Originally Posted by *Erin+babyAndrew* 
just a caution to avoid the peg perego bucket unless you know you're having a tiny baby.

I agree, but Peg Perego has a new seat that has a 30 lb/30 inch limit


----------



## thepeach80 (Mar 16, 2004)

Quote:


Originally Posted by *Erin+babyAndrew* 
just a caution to avoid the peg perego bucket unless you know you're having a tiny baby. DS2 outgrew that $$$$ p.o.s at 7 weeks old. crazy.. ds1 outgrew it by 4 months old. the graco safeseat looks like a good choice, but if you are having a large baby (mine were 9.5 and 10 lbs) you could go straight to a convertible, which I should have done, but who knew my kids would be giants?

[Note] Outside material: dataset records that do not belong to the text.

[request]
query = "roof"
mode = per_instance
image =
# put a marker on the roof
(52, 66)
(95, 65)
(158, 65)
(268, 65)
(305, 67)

The current peg seats (excluding the 30/30) is wider than the old ones. All current seats have to go 22# and 29". I've heard the older pegs are very narrow and baby's just didn't fit, it's not a problem w/ the current ones afaik. I tried Ilana in one at a week old and if fit really well.


----------



## bobica (May 31, 2004)

we used the graco and also switched her out at 4 months. she was never comfortable in a bucket







:


----------



## Erin+babyAndrew (Jan 2, 2004)

Quote:


Originally Posted by *thepeach80* 
The current peg seats (excluding the 30/30) is wider than the old ones. All current seats have to go 22# and 29". I've heard the older pegs are very narrow and baby's just didn't fit, it's not a problem w/ the current ones afaik. I tried Ilana in one at a week old and if fit really well.

that's great they fixed it, it was a huge problem for us.


----------



## soygurl (Jan 28, 2006)

My favorite infant seat, by far, is the Chicco Keyfit 30! But the issue with a seat like that (and all other 30lb. weight limit infant seats) is that many babies are more comfortable in a convertable seat, and end up being switched way before they hit 30 lbs.

As for 22lb. weight limit seats, I've always been partial to the BabyTrend infant seat. It has a knob that adjusts the harness height (7 different settings), so you never have to re-thread the harness, and it's got a realy nice ergonomic handle.

Stay AWAY from Evenflo!!!


----------